Elle émergeait tout juste des songes, les yeux encore un peu voilés et les gestes nébuleux, vaguement automatiques.
On sentait qu'elle n'avait pas la tête à ce qu'elle faisait, qu'elle était bien loin de nous, de cette réalité étriquée.
Nous, nous avions le regard passablement épouvanté, vitrifié, par les partiels qui se profilaient, et puis…
Elle, le monde réel ne l'avait pas encore rattrapée.
Sans doute ne s'affolait-elle pas pour si peu.
Son regard à elle était lointain, teinté de toutes les couleurs de ses rêveries, elle était si inaccessible à nous, pauvres mortels, les yeux plongés dans le liquide ambré.
Elle se noyait dans ses pensées, et elle semblait si triste…
Je ne l'ai jamais tant aimé qu'en cet instant, avec tous ces kilomètres entre nous et pourtant j'aurai presque pu la toucher et…
Puis elle finit son bol brûlant d'un trait et elle réintégra son enveloppe charnelle, redevenant cette demoiselle avenante et enjouée qu'elle avait toujours été.

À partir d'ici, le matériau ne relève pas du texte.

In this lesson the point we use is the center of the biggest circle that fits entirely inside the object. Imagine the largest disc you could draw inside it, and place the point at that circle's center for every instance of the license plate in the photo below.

Mais jamais je ne pus oublier la jeune fille mélancolique au bol de thé, qui m'avait fait effleurer un instant les grandes maîtres du thé du temps jadis…
Vendredi 21 septembre 2007 à 23:05
Commentaires
Par L-Emasculee-Conception le Samedi 22 septembre 2007 à 18:21
quel joli texte, plein de mélancolie et de mystère, a l'instar de cette jeune fille décrite la.